A: Well, two things. First is that young companies should never borrow money. So not having access to bank debt is a good thing. Banks shouldn’t be lending to young companies, because what are they going to pay it back with? So it’s true, you’re at the mercy of venture capitalists, which is the version of private equity that plays out here. But come easy, go easy. These are companies that came out of nowhere to be worth billions of dollars. And these are companies that will lose value as easily. So why do we shed tears about this? This is the nature of the process. In the good times, you raise too much capital and in the bad times, you won’t raise very much. It’s healthy for the weakest of these companies to essentially be shaken out of the system. I know it’s painful in the near term, but I think it’s healthier for an ecosystem not to have too much money sloshing around. And in my view, for a decade, we had too much risk capital funding these companies. What happened in 2022 was a reversal to normalcy. It wasn’t some retreat to some bad spot. It was just a reversal to what a normal risk capital market looks like. So I think in a sense, you might be shedding tears for the wrong companies—these young companies that raised too much capital and went after traditional companies and regular businesses and ruined them. I mean, nobody shed tears for those disrupted companies. So why are we shedding tears for the disruptors now?
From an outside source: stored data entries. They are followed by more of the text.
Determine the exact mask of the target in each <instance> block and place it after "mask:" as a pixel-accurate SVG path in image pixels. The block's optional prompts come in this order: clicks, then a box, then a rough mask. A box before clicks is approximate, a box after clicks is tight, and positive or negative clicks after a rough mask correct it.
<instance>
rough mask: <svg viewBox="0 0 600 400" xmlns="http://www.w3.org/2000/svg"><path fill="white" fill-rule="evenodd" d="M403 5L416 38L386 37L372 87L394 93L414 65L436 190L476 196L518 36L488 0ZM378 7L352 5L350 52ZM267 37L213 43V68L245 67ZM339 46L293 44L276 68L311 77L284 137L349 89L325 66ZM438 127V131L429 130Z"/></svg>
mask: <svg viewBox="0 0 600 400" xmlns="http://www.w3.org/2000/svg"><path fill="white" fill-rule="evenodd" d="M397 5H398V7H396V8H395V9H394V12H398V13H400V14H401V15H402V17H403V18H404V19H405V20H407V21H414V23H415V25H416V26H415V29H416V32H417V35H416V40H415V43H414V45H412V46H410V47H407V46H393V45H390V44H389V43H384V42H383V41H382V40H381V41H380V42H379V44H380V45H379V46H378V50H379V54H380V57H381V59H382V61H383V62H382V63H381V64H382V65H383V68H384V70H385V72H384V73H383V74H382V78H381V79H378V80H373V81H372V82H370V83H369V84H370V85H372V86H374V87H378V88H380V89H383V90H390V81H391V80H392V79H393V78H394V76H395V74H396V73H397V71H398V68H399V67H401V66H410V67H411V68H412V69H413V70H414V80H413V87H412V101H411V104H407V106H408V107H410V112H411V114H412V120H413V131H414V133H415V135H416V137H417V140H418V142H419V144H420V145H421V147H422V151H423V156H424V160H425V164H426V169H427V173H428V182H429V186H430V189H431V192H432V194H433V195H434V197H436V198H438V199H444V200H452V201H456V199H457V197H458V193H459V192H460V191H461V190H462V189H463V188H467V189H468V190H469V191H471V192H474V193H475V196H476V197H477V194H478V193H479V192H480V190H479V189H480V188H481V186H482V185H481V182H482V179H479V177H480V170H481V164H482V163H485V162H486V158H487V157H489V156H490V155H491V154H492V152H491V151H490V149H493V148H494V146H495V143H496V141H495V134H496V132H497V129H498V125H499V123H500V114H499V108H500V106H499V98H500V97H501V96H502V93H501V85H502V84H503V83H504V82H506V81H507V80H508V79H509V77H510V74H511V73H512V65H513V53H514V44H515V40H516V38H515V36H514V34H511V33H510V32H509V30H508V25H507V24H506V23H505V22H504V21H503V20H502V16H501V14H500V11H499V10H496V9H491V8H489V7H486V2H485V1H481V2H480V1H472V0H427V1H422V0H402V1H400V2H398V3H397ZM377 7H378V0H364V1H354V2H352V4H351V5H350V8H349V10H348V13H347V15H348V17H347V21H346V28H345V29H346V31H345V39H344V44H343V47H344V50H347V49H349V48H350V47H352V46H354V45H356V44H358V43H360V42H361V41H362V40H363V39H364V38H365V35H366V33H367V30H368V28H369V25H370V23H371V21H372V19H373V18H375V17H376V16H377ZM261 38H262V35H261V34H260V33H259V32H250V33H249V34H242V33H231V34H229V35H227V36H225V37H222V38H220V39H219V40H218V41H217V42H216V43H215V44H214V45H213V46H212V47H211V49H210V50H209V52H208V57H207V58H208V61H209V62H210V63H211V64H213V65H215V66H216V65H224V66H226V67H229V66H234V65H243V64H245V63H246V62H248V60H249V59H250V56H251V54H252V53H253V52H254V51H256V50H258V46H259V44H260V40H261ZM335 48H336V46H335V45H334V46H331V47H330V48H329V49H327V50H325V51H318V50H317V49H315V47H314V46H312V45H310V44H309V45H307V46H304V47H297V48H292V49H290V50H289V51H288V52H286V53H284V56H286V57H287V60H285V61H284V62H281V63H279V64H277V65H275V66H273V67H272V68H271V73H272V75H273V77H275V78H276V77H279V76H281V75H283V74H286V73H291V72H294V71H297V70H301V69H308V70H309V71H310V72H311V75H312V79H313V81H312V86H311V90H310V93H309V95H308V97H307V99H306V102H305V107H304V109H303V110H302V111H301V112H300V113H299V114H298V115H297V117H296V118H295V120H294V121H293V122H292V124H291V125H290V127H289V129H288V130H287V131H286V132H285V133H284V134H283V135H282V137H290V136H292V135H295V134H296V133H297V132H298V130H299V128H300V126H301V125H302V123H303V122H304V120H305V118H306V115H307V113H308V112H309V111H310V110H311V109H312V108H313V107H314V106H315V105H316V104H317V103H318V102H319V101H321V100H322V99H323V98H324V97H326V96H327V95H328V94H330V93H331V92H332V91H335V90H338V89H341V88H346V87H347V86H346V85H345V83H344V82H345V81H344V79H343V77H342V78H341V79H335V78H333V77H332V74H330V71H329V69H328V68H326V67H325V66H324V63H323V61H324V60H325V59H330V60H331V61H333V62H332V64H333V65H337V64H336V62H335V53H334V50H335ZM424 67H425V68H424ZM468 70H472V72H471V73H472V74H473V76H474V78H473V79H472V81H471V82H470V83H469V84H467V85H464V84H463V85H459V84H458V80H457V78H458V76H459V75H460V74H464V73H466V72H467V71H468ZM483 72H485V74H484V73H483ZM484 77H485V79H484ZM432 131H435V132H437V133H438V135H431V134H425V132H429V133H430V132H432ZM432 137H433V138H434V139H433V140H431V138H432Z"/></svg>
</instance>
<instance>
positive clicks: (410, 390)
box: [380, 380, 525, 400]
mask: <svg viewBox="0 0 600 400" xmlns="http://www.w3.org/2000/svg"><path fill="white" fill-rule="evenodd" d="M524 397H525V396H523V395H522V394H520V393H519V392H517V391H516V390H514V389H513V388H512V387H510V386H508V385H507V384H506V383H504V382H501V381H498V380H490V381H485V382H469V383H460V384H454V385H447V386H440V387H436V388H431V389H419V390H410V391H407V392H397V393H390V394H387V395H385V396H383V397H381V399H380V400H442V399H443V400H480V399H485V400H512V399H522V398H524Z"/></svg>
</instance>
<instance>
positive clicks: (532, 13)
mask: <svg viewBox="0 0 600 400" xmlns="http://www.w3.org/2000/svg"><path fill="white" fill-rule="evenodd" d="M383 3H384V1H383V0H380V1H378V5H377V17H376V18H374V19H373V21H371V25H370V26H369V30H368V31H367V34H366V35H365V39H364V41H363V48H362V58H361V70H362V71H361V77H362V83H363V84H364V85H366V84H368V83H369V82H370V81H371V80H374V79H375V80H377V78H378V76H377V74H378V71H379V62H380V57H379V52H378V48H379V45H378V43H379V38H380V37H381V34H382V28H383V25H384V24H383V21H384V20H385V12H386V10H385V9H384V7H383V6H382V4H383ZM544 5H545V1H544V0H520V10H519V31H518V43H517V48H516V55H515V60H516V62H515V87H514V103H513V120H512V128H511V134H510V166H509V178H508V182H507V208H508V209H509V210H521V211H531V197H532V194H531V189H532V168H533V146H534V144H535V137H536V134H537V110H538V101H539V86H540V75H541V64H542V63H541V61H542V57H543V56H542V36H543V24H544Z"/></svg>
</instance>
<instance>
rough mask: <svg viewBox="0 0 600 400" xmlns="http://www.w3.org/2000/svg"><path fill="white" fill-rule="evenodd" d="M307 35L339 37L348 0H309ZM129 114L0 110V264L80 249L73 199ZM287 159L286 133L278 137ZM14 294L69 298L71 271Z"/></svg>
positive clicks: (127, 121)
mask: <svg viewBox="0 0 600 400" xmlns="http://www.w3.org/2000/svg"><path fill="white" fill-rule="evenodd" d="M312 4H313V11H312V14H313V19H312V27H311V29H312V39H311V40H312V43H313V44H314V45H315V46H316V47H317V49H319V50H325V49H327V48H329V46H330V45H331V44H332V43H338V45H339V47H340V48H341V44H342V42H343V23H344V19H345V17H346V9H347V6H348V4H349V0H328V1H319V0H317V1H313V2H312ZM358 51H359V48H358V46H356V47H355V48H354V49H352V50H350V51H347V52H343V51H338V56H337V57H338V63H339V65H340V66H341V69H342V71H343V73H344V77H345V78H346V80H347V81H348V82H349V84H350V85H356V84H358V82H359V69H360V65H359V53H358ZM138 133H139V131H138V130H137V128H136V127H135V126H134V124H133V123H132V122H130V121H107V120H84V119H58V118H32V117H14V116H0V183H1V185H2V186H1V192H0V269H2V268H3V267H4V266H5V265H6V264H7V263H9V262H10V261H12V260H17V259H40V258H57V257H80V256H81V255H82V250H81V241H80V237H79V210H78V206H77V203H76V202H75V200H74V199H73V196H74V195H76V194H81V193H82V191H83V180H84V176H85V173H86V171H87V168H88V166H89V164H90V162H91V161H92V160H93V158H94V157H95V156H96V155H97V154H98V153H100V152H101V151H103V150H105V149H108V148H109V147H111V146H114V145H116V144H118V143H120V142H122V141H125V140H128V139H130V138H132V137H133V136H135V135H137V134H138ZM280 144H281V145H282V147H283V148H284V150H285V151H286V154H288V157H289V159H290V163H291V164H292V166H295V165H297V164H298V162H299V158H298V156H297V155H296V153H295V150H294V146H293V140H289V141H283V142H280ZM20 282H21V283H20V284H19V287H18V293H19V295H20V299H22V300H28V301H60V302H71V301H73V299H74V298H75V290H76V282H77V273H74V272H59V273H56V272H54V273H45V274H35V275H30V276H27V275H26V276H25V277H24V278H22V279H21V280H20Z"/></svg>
Q: On hindsight, would you therefore say that easy capital is the root of too many problems? We’ve seen before how companies go through a cycle of five or six years when there is abundant risk capital, whether it’s in form of debt or equity, and inevitably end up in a major crisis.

A: Absolutely. Everybody becomes lazy and sloppy. It’s not just companies, it’s investors, it’s regulators, it’s governments. Everybody thinks that the good times will last forever. And guess what, through history, we’ve had these booms and busts. So in a sense, when we have a bust, people wring their hands and say never again. But guess what, 10 years from now there’ll be a different boom and a different bust. It’s almost like human beings are doomed to repeat this process over and over again. We never learn, and we never will.

Q: The last few weeks have raised fears of a 2008 kind of a situation again. Do you think we will get away lighter this time, or could we be staring at a crisis of that magnitude?

A: ‘Could’ is a weak word. Of course, we could be. I don’t think it’s a high-probability event, but there’s definitely a chance it could happen. I mean, anybody who claims it cannot happen is lying. There is nothing in this system that can prevent a panic, like we saw in 2008. But here’s the good news. We did survive 2008. And we came out intact. It created an incredible amount of pain, but we got through that. So even if that is the outcome, you’ve got to figure out a way of surviving the outcome and coming out on the other side. Because sometimes there are opportunities in the worst of threats. And that’s something that I think we need to keep in mind.